Silicon Valley's secret rock star
????Offices are full of people with past lives -- and for more than two decades James Williamson kept his a secret. Before retiring last year, Williamson was the vice president of technology standards at Sony Electronics, where he traveled around the world developing compatibility guidelines for products. Former colleagues describe him as calm and analytical. He looks the part of a Silicon Valley exec -- short white hair, suit jacket -- and enjoys vacationing in Hawaii and playing tennis. A few years ago he took up the ukulele and the slack-key guitar. It was his first time picking up an instrument, he says, since the 1970s, when he played guitar for the Stooges, one of the most famous punk-rock bands of all time. (That would be his secret.)
????Williamson wasn't ashamed of his rock-and-roll past -- he just didn't bring it up, he says, and his co-workers didn't ask. Even the Stooges fans in the office would have been hard-pressed to make the connection between the strait-laced Sony (SNE) executive and the guitarist whose band members were known for violent antics like rolling in broken glass onstage and flashing the audience. So for years Williamson kept quiet, shunning interview requests until rumors of his new career began popping up on the Internet in the late '90s. After he agreed to appear on a VH1 program about the Stooges, his colleagues began to ask, tentatively, whether he was the guy from the band.
????"I was sitting across the table from our deputy general counsel, who's a huge music fan, and he asked, 'Are you James Williamson from the Stooges?'" says Williamson. "It blew his mind." (The counsel, Christopher Ekren, says he always knew his co-worker's secret.)
????Others were more taken aback. "James doesn't look like an entertainment guy," says Toshimoto Mitomo, Sony's senior vice president of intellectual property. "He looks better in a suit than anyone else."
????Before Williamson was a tech-world bigwig or a famous musician, he was a rebellious kid in Michigan whose next-door neighbor taught him how to play the guitar. He joined his first band when he was 14, shortly before being sent to juvie for refusing to cut his hair ("I said to myself, What would Bob Dylan do?"). A few years later he met a local musician named Jim Osterberg, who also went by Iggy Pop. Iggy was impressed by Williamson's muscular playing style -- "He had more advanced skills than any of us," he says -- and invited him to join the Stooges. Some of the band members struggled with alcohol and drug abuse, and they went on hiatus until David Bowie got them a record deal. In 1972 they recorded Raw Power, an album that showcased Williamson's aggressive riffs and songwriting.

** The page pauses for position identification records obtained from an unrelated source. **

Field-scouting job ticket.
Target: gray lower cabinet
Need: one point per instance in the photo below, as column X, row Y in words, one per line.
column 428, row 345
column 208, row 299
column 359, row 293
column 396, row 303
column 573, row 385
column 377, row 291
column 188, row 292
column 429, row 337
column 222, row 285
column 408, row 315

????While Raw Power is now seen as a milestone in punk rock, when it came out, critics and music fans didn't know what to make of it. The fierce sounds and choppy song structures were wildly different from the glam rock that was popular in the early '70s, and the album sold only a few thousand copies initially, by Williamson's estimates. After finishing Raw Power, the Stooges toured for a couple of years, playing for small, rabid audiences until Iggy had a meltdown. The band broke up again, and Iggy made a couple of solo albums with Bowie that included hits like 1977's "China Girl." He asked Williamson to work with him again, but the duo clashed over aesthetics while collaborating on 1980's Soldier and parted ways. They wouldn't see each other for 20 years.
????It was around that time that Williamson lost interest in playing the guitar and developed a passion for computers. "It was exciting in the way that rock and roll used to be for me," he says. He enrolled in California State Polytechnic, where he studied electrical engineering. After graduating, he took a job at semiconductor maker Advanced Micro Devices. He got married, had kids, and worked his way up the corporate ladder, eventually landing at Sony in 1997.